Harare gets US$15m for prepaid water

02 Jul, 2017 - 00:07 0 Views
Harare gets US$15m for prepaid water Harare City Council

The Sunday Mail

Debra Matabvu
The Harare City Council will start installing prepaid water meters this month after securing US$15 million to that end.

Town House wants to install 100 000 meters by December 2018, but will exempt Borrowdale, Greendale, Mabvuku and Tafara which have not had running water for years.

Five contractors will supply the meters after successful bids at the State Procurement Board and their participation in a pilot project (June-December 2016). The suppliers are Utility Systems, Syvern Investments, Hukoshwa, Industrial Chemicals and Tricon, whose meters will cost between US$175 and US$200 per unit.

Harare Water director, Engineer Hosiah Chisango, told The Sunday Mail that prepaid metering would conserve water. “We are still finalising the paperwork, which includes final pricing for the meters. The contractors will supply 20 000 water meters each, which will be distributed across the city, with the exception of some suburbs.
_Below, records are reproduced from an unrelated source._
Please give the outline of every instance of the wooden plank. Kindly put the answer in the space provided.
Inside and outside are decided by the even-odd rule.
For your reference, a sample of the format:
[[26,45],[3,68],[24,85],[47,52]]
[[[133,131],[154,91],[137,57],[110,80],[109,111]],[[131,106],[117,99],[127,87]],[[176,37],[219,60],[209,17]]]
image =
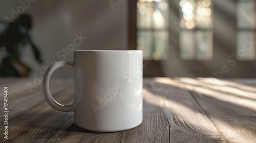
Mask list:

Residents will pay for the meters over time,” he said.

Each meter will be connected to a local data concentrator with radio signals to communicate with a principal server at the main water station. The meters have batteries that last three to seven years without being charged or changed. A rate limiter blocks water when one fails to recharge, though allowing water to run at reduced pressure.

Urban planning expert Mr Nyasha Mutsindikwa said: “While the local authority will be able to collect more revenue through the payments that will be made by residents, the system might disadvantage the poor and vulnerable. So, there is need for policies to address such situations.” Mr James Mapfumo of Kuwadzana suburb said, “It is very efficient as one will be able to use the water after paying for it.”

Sunningdale resident Mr Darlington Chisvo, however, urged caution. “When the pilot for the system was done, we thought it was going to be better as we would be managing our water consumption. However, it is actually worse because we do not have the water even after paying for it.

“And when water supplies resume, the units of kiloliters in the system would have been reduced drastically; we are failing to understand how this system works. “We were also told that the prepaid water meters were connected to a server linked to the main server at Rowan Martin. However, the network is always down and this affects our water supplies.”